Thursday, April 2, 2015

Nick Reetz Book 2 Blog 1

Nick Reetz
Comp. 106
Ms. Gach

Getting Into Guinness
Larry Olmsted
HarperCollins Publisher
Pages 1-110 (Introduction xv-xxi)

"What madness compelled me to risk my physical and mental health? Why would I-or anyone-think playing poker for days without a break was a good idea? The answer is simple: to set  Guinness World Record" (xvii).

The book Getting Into Guinness by Larry Olmsted describes the mission of the author and others to break several world records, along with the history of craziness of the book itself. The book tells several stories and give a wealth of information about the Guinness Book of World Records, which is the world's best selling book, according to the author. One of these stories involves Olmsted attempting to break the record for the longest continuous game of poker.
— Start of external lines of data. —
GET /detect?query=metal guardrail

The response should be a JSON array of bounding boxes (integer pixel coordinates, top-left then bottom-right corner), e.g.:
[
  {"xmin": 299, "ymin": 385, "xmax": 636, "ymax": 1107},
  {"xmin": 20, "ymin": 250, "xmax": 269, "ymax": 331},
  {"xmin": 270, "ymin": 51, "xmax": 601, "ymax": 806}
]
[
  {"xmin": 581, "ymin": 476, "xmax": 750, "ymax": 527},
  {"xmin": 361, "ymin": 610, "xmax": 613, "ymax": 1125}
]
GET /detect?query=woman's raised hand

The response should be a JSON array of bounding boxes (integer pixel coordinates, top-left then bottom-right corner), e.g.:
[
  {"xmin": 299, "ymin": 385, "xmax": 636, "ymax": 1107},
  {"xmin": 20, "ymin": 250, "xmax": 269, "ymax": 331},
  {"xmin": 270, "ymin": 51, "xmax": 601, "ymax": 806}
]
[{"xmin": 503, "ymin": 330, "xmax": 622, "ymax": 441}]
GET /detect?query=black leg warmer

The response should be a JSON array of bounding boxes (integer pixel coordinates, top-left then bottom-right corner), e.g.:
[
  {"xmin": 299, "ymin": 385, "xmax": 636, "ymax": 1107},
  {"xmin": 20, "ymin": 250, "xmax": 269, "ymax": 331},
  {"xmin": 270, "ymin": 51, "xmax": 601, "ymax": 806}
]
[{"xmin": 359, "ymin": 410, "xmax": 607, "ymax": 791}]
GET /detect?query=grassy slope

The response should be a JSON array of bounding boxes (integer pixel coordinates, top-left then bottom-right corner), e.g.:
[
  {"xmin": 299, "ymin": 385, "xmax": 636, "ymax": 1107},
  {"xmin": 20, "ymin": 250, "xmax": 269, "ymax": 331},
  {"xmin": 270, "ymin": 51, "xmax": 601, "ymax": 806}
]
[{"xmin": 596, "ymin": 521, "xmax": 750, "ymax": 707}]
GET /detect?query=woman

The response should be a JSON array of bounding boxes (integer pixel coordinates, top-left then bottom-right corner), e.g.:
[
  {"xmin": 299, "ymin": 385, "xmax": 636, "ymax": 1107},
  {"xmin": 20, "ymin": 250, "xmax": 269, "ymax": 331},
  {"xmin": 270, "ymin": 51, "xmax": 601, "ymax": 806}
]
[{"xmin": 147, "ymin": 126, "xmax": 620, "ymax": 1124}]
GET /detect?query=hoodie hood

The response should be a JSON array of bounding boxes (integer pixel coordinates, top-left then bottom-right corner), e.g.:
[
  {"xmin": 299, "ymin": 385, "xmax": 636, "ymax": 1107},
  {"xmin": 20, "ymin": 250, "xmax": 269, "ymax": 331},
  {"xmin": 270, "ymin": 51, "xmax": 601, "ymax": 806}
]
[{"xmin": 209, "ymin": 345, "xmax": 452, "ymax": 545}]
He stayed awake for over 72 hours straight in a casino, playing poker the whole time. He only stopped to go to the bathroom. This is incredible commitment for something that seems so insignificant. However, for many people these types of records are anything but that, especially for those who hold and attempt to break the records. To answer Olmsted's question in the above quotation, people put their lives at risk to be famous. They do if for the glory of having their names in a world wide publication that sells millions of copies every year.

The Record Book actually has an amazing history. The book was started in 1955 by two British Olympians, and was originally owned by the Guinness Brewing Company. Yes, the same company that makes beer also published the first copy of the Guinness Book of World Records. This is where the book got it's name. The rights to the book have been sold and resold to many companies and publishers, and is now owned by Guinness World Records Ltd., a London-based company. Its odd to think that anyone would want to sell the rights to the best selling book of all time, and likely the second most read book in the world behind the Bible. I suppose people just wanted it badly enough, just like the ones in the Book who really want to break records.
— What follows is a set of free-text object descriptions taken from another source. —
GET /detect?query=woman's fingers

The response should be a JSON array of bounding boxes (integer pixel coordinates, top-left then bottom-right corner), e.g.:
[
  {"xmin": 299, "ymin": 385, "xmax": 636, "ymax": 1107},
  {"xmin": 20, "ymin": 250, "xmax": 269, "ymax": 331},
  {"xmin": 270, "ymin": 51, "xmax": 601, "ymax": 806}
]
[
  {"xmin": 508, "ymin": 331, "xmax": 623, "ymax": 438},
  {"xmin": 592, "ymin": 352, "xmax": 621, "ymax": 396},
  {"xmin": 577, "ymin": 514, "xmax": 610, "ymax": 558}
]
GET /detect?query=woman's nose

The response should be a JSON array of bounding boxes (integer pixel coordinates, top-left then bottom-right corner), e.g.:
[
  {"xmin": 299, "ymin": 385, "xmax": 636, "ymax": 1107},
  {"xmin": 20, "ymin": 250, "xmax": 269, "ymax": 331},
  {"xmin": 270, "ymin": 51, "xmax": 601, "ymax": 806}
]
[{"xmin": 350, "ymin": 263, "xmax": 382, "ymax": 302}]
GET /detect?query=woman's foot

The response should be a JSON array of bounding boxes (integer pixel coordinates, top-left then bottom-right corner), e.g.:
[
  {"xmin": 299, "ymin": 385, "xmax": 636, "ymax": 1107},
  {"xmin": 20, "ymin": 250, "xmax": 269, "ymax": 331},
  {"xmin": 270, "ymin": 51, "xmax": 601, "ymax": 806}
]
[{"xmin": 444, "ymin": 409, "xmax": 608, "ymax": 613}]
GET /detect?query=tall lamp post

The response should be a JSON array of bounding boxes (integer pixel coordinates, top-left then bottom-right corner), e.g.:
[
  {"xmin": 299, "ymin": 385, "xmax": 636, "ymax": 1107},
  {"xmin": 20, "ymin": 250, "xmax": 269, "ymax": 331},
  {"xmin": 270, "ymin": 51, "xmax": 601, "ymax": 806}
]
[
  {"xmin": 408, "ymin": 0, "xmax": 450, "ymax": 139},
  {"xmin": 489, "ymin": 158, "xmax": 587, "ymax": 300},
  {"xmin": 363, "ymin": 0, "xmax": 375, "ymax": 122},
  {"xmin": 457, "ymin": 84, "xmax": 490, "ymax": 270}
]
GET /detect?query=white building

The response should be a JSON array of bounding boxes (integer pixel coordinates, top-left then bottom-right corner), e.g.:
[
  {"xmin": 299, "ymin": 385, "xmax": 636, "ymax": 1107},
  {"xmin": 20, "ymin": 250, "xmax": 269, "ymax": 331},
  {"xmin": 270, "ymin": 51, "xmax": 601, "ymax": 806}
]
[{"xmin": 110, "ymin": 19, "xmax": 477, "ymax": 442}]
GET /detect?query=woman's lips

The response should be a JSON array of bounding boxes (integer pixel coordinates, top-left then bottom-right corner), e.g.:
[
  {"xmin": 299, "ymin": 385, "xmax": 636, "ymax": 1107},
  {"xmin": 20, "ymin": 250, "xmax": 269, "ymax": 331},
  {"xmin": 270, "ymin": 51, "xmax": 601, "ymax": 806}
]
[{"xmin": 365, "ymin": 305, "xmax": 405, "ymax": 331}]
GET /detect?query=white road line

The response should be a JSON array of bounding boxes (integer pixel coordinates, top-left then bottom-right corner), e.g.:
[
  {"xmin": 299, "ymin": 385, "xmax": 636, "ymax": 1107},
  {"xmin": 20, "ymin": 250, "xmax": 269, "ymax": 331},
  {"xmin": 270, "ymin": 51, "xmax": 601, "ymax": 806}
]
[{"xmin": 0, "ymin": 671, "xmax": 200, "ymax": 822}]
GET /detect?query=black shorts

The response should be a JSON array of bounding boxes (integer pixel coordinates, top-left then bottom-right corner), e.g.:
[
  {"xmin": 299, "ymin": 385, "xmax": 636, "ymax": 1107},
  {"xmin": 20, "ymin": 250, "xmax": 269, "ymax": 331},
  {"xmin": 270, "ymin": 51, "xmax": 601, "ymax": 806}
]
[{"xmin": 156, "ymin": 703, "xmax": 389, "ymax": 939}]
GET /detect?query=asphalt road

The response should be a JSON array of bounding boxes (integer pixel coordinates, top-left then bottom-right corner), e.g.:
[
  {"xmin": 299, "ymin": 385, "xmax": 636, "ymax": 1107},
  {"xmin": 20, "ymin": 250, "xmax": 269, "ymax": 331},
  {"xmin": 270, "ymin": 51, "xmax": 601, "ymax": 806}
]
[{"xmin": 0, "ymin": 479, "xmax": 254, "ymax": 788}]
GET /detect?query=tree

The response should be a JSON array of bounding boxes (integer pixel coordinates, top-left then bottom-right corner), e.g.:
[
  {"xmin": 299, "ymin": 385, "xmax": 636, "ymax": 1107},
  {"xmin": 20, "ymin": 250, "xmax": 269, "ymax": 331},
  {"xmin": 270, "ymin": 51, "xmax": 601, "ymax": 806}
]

This is an excellent book. Olmsted does a great job of recounting the history of the book and used great descriptions, like when he described what staying awake for 72 hours straight felt like. I really got the feeling that he knew what he was talking about. The stories he tells are fascinating. Both his own, and of others who have broken records. I feel like I really understand the Book and it's history, as well as why someone would work so hard to break records like the ones in the Book. They do it for the glory, the pride, and the ability to see their names in the best selling book of all time, alongside other incredible people.